View attachment 202856
I am aware there were over 2 m of shares bought by SO. That could be the reason of the rise in early Q3. And then the selling began and stock price dropped $35. By just looking at the chart you can obviously tell most of the buying pressure was done in July and most of the selling pressure was done in August and September. This is consistent with your selling into recall laid here. But we don't know how many shares were actually recalled. So the amount of recall may not be enough for those who were opposed to the merger (or whatever reason) to sell, and they continued to sell, and the stock price went down.
 
GM takes a $15K Chevy Sonic, removes the ICE components, bolts in an LG battery and drivetrain, and sells it for $37,500. If that depresses their profit margins they must be a "really bad negotiator". Explain that.

#1 Bolt is not based on Sonic. Chevrolet Bolt - Wikipedia
Design[edit]
The Bolt was designed by GM's Korea studio (formerly Daewoo Korea), as B-segment size[25] on its own platform, and does not share elements with the GM Gamma platform cars Chevrolet Sonic/Spark/Opel Corsa.[26][27]
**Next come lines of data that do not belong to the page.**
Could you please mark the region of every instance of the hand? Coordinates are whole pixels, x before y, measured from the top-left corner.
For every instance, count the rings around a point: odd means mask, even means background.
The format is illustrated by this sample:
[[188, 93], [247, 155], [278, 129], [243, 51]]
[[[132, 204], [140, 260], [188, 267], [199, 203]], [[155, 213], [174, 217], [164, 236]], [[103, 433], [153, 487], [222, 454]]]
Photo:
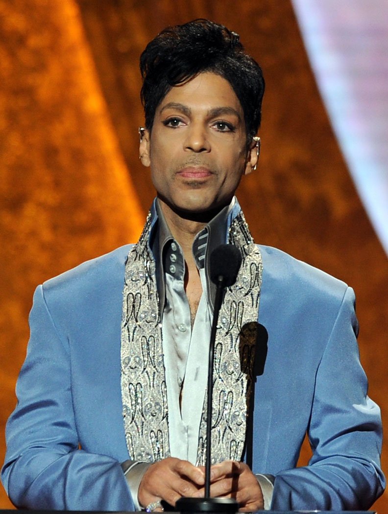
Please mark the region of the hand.
[[152, 502], [164, 500], [170, 505], [182, 496], [192, 497], [205, 484], [203, 468], [187, 461], [173, 457], [155, 462], [148, 468], [140, 483], [137, 498], [145, 507]]
[[[210, 495], [213, 498], [235, 498], [239, 510], [252, 512], [264, 508], [264, 499], [257, 479], [243, 462], [225, 461], [210, 468]], [[194, 493], [203, 497], [201, 488]]]

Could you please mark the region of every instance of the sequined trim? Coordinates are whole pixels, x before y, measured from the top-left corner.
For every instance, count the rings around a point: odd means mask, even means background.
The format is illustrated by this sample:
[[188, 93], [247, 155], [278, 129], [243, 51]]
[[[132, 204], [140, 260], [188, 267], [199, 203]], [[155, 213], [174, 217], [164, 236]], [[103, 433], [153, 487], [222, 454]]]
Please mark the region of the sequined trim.
[[168, 456], [167, 401], [155, 262], [147, 245], [151, 215], [125, 269], [121, 396], [127, 446], [135, 461]]
[[[241, 460], [253, 383], [262, 264], [244, 215], [231, 226], [228, 242], [242, 263], [236, 283], [226, 290], [215, 343], [211, 463]], [[207, 397], [201, 421], [197, 465], [205, 464]]]
[[[155, 262], [149, 250], [149, 214], [125, 270], [121, 322], [121, 395], [127, 445], [133, 460], [154, 462], [170, 454], [168, 406]], [[215, 346], [212, 462], [240, 460], [257, 326], [262, 265], [243, 214], [231, 226], [229, 242], [243, 260], [236, 283], [228, 288]], [[197, 464], [204, 464], [206, 399], [200, 428]]]

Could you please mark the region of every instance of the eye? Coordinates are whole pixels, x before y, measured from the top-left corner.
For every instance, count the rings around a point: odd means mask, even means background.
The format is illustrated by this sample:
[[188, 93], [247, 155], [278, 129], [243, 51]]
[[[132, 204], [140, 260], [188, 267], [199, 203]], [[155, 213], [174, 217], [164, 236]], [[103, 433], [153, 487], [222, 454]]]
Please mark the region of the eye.
[[213, 126], [219, 132], [234, 132], [235, 127], [227, 121], [216, 121]]
[[183, 122], [181, 118], [177, 118], [176, 116], [171, 116], [163, 121], [163, 125], [165, 126], [171, 127], [171, 128], [178, 128], [183, 123]]

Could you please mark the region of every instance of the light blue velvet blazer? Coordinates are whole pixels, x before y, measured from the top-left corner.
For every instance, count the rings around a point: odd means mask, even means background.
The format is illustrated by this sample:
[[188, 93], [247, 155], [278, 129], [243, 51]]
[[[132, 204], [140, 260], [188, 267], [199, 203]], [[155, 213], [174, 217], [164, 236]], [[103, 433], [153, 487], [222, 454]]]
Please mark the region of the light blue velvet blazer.
[[[2, 480], [20, 507], [132, 510], [120, 389], [130, 246], [37, 289], [7, 427]], [[268, 335], [255, 384], [253, 471], [275, 476], [272, 508], [360, 509], [381, 494], [381, 427], [356, 341], [352, 290], [274, 248], [258, 322]], [[295, 468], [307, 431], [313, 451]], [[79, 449], [79, 447], [82, 449]]]

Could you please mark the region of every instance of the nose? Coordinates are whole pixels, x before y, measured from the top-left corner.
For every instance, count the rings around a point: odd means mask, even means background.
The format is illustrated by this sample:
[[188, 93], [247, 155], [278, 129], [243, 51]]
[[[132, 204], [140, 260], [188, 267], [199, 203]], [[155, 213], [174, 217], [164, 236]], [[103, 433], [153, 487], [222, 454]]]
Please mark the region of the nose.
[[185, 141], [185, 150], [196, 153], [209, 152], [210, 143], [205, 127], [202, 124], [191, 123], [188, 127]]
#2 Sonic does not cost $15k. It is listed at around $23k here in CA.
Cars.com

Even if it was from a $15k Sonic, GM would like to keep $20k profit instead of $10k profit per car, if they can sell all they can make. Isn't that just good business?

It took me only 5 minutes to fact check your statement. I used Wikipedia and the internet. It's a great new invention :)
Please donate some to Wikipedia before the year end and get the tax deduction. I do every year. Let there be light of knowledge everywhere!